Тоска, заключенная в слова
Томик стихов Арсения Тарковского, который носит с собой Эуджения, – это символ непереводимости двух культур. Можно снести государственные границы, но проблема лежит глубже. Тарковский не просто использует стихи отца, Арсения Тарковского, как один из элементов своего художественного языка. Эпизоды, в которых звучат «Я в детстве заболел…» и «Меркнет зрение – сила моя…», во многом являются ключевыми для картины. На символическом уровне они помогают проинтерпретировать образ отца; а возвышаясь над текстом, они передают содержание фильма «в пророчествах об апокалиптическом видении и метафизической смерти героя».17
Вместо Анатолия Солоницына, неизменного героя картин Тарковского, умершего еще до написания сценария, в «Ностальгии» появился Олег Янковский. Он не был новым для режиссера актером – ранее он играл отца в «Зеркале», и пусть эта роль была эпизодической, она оказалась не случайной. Горчаков является двойником как самого Андрея, так и его отца, причем само понятие «отец» может быть проинтерпретировано сразу в нескольких измерениях: как родной отец героя, как отец режиссера, как Отец Небесный.

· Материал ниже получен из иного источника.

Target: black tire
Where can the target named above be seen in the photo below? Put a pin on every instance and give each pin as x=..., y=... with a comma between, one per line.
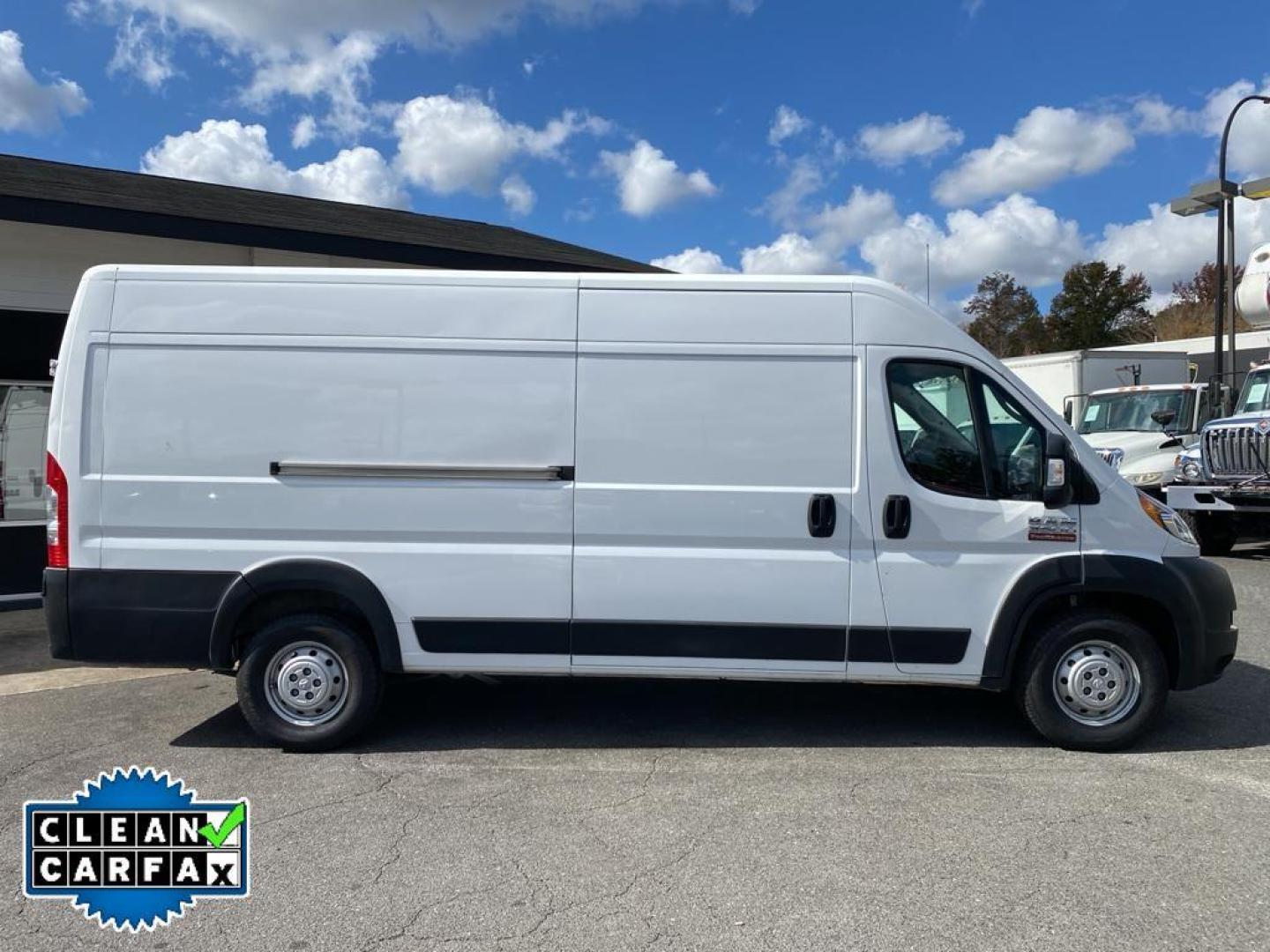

Стихотворение «Меркнет зрения – сила моя…» звучит в фильме в итальянском переводе (в русской озвучке два языка накладываются друг на друга, что символически продолжает разговор о двух культурах, их непереводимости). «Si oscura la vista – la mia forza…» сохраняет общий смысл оригинала, однако смещает некоторые смысловые акценты, тем самым подчеркивая мотив утраченного дома и усиливая звучание темы умирания. Стихотворение можно поделить на 3 смысловых части: ослабление физических и душевных способностей – момент смерти – послесловие. Все они соотносятся с событийным рядом фильма: угасание, приближение к смерти – смерть, причем метафизическая (после видения) и реальная (после прохода через бассейн) – посмертная жизнь (дом, вписанный в пространство храма). Стоит также отметить, что оба стихотворения звучат на фоне характерных для кинематографа Тарковского, «сакральных» символов: храма, воды, огня и книги, а полудождь-полуснегопад еще раз появится в финальном кадре фильма.